In Congress, distinction does not always, or usually, imply power; but Douglas was consummately fit for the sort of struggling by which things are in fact accomplished at Washington. Whatever the matter in hand, his mind always moved with lightning rapidity to positive views. He was never without a clear purpose, and he had the skill and the temper to manage men. He knew how to conciliate opponents, to impress the thoughtful, to threaten the timid, to button-hole and flatter and cajole. He breathed freely the heated air of lobbies and committee rooms. Fast as his reputation grew, his actual importance in legislation grew faster still. At the beginning of his second term he was appointed chairman of the House Committee on Territories, and so was charged in an especial way with the affairs of the remoter West.
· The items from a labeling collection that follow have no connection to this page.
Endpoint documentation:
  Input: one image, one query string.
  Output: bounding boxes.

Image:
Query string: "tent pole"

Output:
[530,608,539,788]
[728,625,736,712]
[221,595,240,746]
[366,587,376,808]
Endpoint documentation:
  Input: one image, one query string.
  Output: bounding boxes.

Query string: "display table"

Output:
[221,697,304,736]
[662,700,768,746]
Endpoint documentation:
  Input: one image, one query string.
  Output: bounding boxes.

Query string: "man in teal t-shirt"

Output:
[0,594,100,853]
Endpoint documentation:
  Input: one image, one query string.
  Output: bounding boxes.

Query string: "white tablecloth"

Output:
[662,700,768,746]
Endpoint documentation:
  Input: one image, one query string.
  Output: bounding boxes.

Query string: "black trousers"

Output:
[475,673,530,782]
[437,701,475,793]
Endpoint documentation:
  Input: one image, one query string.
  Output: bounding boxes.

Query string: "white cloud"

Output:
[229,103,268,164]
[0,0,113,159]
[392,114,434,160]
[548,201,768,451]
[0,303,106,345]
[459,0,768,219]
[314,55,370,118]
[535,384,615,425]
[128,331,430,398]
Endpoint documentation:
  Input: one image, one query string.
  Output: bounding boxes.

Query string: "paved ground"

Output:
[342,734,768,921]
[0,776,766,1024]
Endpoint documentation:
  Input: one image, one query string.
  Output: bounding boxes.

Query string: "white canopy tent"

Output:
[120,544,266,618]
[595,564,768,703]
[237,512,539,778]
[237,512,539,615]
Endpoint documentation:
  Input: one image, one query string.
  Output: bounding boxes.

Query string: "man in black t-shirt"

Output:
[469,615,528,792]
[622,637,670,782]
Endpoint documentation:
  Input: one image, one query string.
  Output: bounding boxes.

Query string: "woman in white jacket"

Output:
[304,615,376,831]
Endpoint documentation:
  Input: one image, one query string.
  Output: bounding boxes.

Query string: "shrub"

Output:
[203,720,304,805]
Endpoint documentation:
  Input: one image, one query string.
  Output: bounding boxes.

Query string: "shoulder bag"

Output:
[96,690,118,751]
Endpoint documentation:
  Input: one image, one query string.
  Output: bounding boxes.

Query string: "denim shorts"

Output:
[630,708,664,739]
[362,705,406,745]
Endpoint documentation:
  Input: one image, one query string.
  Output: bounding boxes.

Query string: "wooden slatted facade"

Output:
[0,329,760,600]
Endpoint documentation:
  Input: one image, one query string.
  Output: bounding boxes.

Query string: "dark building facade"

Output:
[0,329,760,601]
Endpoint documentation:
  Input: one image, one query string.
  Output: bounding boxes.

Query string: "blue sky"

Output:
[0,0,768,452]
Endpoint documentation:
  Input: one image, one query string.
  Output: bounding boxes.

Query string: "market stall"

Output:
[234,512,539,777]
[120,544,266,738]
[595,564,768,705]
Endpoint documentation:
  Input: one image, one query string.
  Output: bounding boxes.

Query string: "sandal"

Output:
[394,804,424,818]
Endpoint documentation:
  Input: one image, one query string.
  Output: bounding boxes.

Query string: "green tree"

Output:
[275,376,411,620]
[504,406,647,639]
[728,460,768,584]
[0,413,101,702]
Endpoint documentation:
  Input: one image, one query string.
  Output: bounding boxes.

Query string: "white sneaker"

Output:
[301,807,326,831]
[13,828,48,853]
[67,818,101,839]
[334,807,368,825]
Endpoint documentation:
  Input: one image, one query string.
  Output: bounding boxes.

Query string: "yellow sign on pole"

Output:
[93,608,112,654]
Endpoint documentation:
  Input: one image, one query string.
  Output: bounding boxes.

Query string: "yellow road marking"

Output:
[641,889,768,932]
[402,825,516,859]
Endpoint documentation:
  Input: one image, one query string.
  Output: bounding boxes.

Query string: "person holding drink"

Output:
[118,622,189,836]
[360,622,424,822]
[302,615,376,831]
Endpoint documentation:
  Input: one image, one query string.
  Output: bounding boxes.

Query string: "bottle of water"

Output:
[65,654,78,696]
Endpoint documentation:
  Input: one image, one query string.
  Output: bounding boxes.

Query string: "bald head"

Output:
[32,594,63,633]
In the course of that service, he framed many laws which have affected very notably the development of our younger commonwealths. He was particularly opposed to the policy of massing the Indians in reservations west of the Mississippi, fearing that the new Northwest, the Oregon country, over which we were still in controversy with Great Britain, would thus be isolated. To prevent this, he introduced during his first term a bill to organize into a territory that part of the Louisiana Purchase which lay north and west of Missouri. As yet, however, there were scarcely any white settlers in the region, and no interest could be enlisted in support of the bill. But he renewed his motion year after year until finally, as we shall see, he made it the most celebrated measure of his time.